Et donc on revient à la question de la volonté politique et de la capacité des partis politiques à faire de la question de l’égalité entre les sexes une question prioritaire, une question internationale. Bientôt on dévoilera le programme gouvernemental et je ne serai pas étonné de voir que cette question ne figure pas à l’avant-poste et au top des priorités du gouvernement.

Le rapport d’analyse présenté, le mardi 7 mars, par le Comité chargé du suivi du Plan gouvernemental de l’Egalité est plutôt alarmant. Suite à 37 points constatés, le CSPGE déduit « l’absence de la volonté politique nécessaire pour traduire dans la réalité les dispositions constitutionnelles en matière des droits des femmes et d’égalité entre les sexes ». Quel constat peut-on faire surtout après le passage du gouvernement islamiste dont l’ancien chef de gouvernement ne cachait pas ses positions quant à la femme ?

– Je vais résumer le bilan de ce gouvernement en matière d’égalité entre les sexes, en trois chiffres. En 2011, on était classés 129e sur 145 pays dans ce qu’on appelle le gender gap, dans le rapport publié par le Forum économique mondial, chaque année, sur les écarts et les discriminations en matière de genre. En 2015, on a rétrogradé à la 139e place et en 2016, on est passés à la 137e place. Cela veut tout dire. Parmi les causes fondamentales de cette régression, il y a d’abord la baisse du taux de participation à la vie économique et les discriminations en matière d’éducation alors qu’on a constaté une légère amélioration en matière de ségrégation dans le domaine de la santé et celui de la représentation politique parce qu’effectivement, il y a eu un effort comme je l’ai souligné.

Pour conclure, quel est votre mot de la fin à propos de l’expérience marocaine d’intégration de la femme au développement ? Peut-on parler d’un échec des politiques publiques en matière de promotion de la femme ?

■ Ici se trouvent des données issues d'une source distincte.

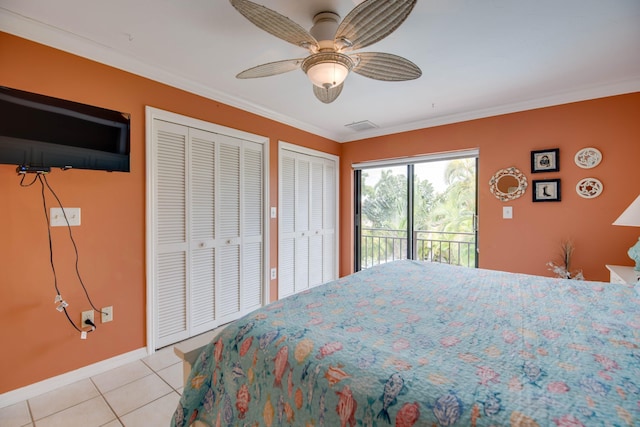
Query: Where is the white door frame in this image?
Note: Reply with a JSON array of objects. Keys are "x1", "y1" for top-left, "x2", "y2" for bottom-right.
[{"x1": 145, "y1": 106, "x2": 270, "y2": 353}]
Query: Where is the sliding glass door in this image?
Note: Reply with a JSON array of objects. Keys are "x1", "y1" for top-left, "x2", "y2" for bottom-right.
[
  {"x1": 358, "y1": 165, "x2": 409, "y2": 268},
  {"x1": 355, "y1": 153, "x2": 478, "y2": 271}
]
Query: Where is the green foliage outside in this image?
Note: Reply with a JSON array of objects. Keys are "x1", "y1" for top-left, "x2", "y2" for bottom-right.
[{"x1": 360, "y1": 159, "x2": 477, "y2": 267}]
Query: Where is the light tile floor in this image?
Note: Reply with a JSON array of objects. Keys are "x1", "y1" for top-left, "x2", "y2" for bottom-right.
[{"x1": 0, "y1": 344, "x2": 186, "y2": 427}]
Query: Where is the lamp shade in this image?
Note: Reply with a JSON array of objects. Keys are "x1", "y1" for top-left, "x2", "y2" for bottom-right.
[
  {"x1": 302, "y1": 52, "x2": 354, "y2": 89},
  {"x1": 613, "y1": 195, "x2": 640, "y2": 227},
  {"x1": 307, "y1": 62, "x2": 349, "y2": 89}
]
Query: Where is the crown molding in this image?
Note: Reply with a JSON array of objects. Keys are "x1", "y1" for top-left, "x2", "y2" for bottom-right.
[{"x1": 336, "y1": 78, "x2": 640, "y2": 142}]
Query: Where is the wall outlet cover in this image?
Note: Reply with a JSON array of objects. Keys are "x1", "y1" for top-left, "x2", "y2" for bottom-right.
[
  {"x1": 101, "y1": 306, "x2": 113, "y2": 323},
  {"x1": 81, "y1": 310, "x2": 94, "y2": 327}
]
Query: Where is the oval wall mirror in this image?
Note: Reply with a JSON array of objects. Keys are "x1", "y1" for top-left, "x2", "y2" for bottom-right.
[{"x1": 489, "y1": 167, "x2": 528, "y2": 201}]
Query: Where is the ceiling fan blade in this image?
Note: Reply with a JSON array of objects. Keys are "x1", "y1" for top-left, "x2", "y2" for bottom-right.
[
  {"x1": 236, "y1": 59, "x2": 304, "y2": 79},
  {"x1": 230, "y1": 0, "x2": 318, "y2": 51},
  {"x1": 313, "y1": 83, "x2": 343, "y2": 104},
  {"x1": 351, "y1": 52, "x2": 421, "y2": 81},
  {"x1": 335, "y1": 0, "x2": 417, "y2": 51}
]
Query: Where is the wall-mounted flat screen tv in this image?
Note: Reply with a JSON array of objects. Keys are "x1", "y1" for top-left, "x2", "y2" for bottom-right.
[{"x1": 0, "y1": 86, "x2": 130, "y2": 172}]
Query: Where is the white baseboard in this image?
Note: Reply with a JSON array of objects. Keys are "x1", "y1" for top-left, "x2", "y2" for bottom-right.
[{"x1": 0, "y1": 347, "x2": 149, "y2": 408}]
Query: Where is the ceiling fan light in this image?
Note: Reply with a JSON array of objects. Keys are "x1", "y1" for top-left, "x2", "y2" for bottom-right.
[
  {"x1": 307, "y1": 62, "x2": 349, "y2": 88},
  {"x1": 302, "y1": 52, "x2": 353, "y2": 89}
]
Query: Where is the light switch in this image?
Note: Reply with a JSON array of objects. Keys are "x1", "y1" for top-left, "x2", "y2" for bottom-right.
[
  {"x1": 270, "y1": 207, "x2": 277, "y2": 218},
  {"x1": 502, "y1": 206, "x2": 513, "y2": 219},
  {"x1": 51, "y1": 207, "x2": 81, "y2": 226}
]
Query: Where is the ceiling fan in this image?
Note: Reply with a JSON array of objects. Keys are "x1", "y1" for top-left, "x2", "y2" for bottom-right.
[{"x1": 230, "y1": 0, "x2": 422, "y2": 103}]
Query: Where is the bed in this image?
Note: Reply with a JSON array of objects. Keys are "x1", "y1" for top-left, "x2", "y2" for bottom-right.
[{"x1": 172, "y1": 260, "x2": 639, "y2": 426}]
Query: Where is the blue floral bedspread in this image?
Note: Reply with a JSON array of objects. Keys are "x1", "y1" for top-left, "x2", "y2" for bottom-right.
[{"x1": 172, "y1": 260, "x2": 640, "y2": 426}]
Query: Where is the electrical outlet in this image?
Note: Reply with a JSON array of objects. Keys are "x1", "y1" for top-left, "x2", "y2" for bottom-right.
[
  {"x1": 101, "y1": 306, "x2": 113, "y2": 323},
  {"x1": 81, "y1": 310, "x2": 94, "y2": 328},
  {"x1": 270, "y1": 268, "x2": 277, "y2": 280}
]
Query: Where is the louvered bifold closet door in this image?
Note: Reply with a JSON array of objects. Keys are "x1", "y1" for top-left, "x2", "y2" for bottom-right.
[
  {"x1": 322, "y1": 159, "x2": 337, "y2": 283},
  {"x1": 295, "y1": 156, "x2": 310, "y2": 293},
  {"x1": 242, "y1": 141, "x2": 264, "y2": 312},
  {"x1": 155, "y1": 120, "x2": 189, "y2": 347},
  {"x1": 189, "y1": 128, "x2": 217, "y2": 336},
  {"x1": 278, "y1": 153, "x2": 296, "y2": 298},
  {"x1": 279, "y1": 148, "x2": 338, "y2": 298},
  {"x1": 216, "y1": 136, "x2": 242, "y2": 323},
  {"x1": 308, "y1": 159, "x2": 324, "y2": 287}
]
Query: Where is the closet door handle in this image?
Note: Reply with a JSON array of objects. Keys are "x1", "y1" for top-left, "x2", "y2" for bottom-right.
[{"x1": 198, "y1": 242, "x2": 205, "y2": 248}]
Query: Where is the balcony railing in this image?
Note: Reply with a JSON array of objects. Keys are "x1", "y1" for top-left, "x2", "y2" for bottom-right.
[{"x1": 361, "y1": 228, "x2": 476, "y2": 269}]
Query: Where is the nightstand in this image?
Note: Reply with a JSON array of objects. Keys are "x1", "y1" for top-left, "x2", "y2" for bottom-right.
[{"x1": 605, "y1": 264, "x2": 639, "y2": 285}]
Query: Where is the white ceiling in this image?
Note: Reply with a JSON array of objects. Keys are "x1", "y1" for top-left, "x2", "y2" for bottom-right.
[{"x1": 1, "y1": 0, "x2": 639, "y2": 142}]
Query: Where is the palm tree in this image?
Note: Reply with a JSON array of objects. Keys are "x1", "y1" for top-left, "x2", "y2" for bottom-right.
[
  {"x1": 361, "y1": 169, "x2": 408, "y2": 265},
  {"x1": 423, "y1": 159, "x2": 476, "y2": 265}
]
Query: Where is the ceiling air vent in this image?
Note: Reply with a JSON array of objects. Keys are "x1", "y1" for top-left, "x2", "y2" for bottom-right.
[{"x1": 345, "y1": 120, "x2": 378, "y2": 132}]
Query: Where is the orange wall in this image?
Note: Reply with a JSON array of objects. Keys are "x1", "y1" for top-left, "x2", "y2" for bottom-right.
[
  {"x1": 0, "y1": 32, "x2": 339, "y2": 393},
  {"x1": 340, "y1": 93, "x2": 640, "y2": 278}
]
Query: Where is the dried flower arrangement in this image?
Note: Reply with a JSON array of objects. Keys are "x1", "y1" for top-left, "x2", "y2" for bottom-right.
[{"x1": 547, "y1": 239, "x2": 584, "y2": 280}]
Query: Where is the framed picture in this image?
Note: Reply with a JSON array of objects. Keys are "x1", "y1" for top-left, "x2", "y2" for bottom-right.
[
  {"x1": 531, "y1": 148, "x2": 559, "y2": 173},
  {"x1": 533, "y1": 179, "x2": 561, "y2": 202}
]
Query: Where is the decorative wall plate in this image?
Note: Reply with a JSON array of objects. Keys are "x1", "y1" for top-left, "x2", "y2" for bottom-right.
[
  {"x1": 576, "y1": 177, "x2": 603, "y2": 198},
  {"x1": 574, "y1": 147, "x2": 602, "y2": 169}
]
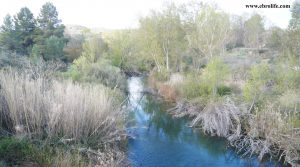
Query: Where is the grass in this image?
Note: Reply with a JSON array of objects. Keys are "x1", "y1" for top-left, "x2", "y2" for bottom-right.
[{"x1": 0, "y1": 68, "x2": 127, "y2": 166}]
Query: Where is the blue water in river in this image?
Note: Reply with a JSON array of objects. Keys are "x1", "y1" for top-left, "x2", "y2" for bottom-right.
[{"x1": 126, "y1": 77, "x2": 279, "y2": 167}]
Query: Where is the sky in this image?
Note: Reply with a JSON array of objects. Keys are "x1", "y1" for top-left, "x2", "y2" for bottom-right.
[{"x1": 0, "y1": 0, "x2": 295, "y2": 29}]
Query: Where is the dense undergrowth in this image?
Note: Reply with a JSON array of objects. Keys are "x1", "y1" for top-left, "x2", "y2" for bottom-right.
[
  {"x1": 0, "y1": 63, "x2": 128, "y2": 166},
  {"x1": 0, "y1": 0, "x2": 300, "y2": 166}
]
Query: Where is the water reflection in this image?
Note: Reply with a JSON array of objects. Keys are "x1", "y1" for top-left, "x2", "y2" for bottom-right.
[{"x1": 127, "y1": 77, "x2": 278, "y2": 167}]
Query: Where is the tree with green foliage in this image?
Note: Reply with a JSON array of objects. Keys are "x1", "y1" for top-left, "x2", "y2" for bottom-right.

-Je dirais que c’est un bilan en demi- teinte. Il y a eu des efforts mais qui se sont révélés insuffisants. Par contre, on peut relever une absence de volonté politique, notamment, depuis l’arrivée du gouvernement islamo-conservateur. C’est une lutte de longue haleine, et la marche vers l’égalité est tout sauf un long fleuve tranquille. Pour moi, la reconduction des islamistes à la tête du gouvernement n’augure rien de bon. Au contraire, ceci doit nous inciter toutes et tous à plus de vigilance et de mobilisation.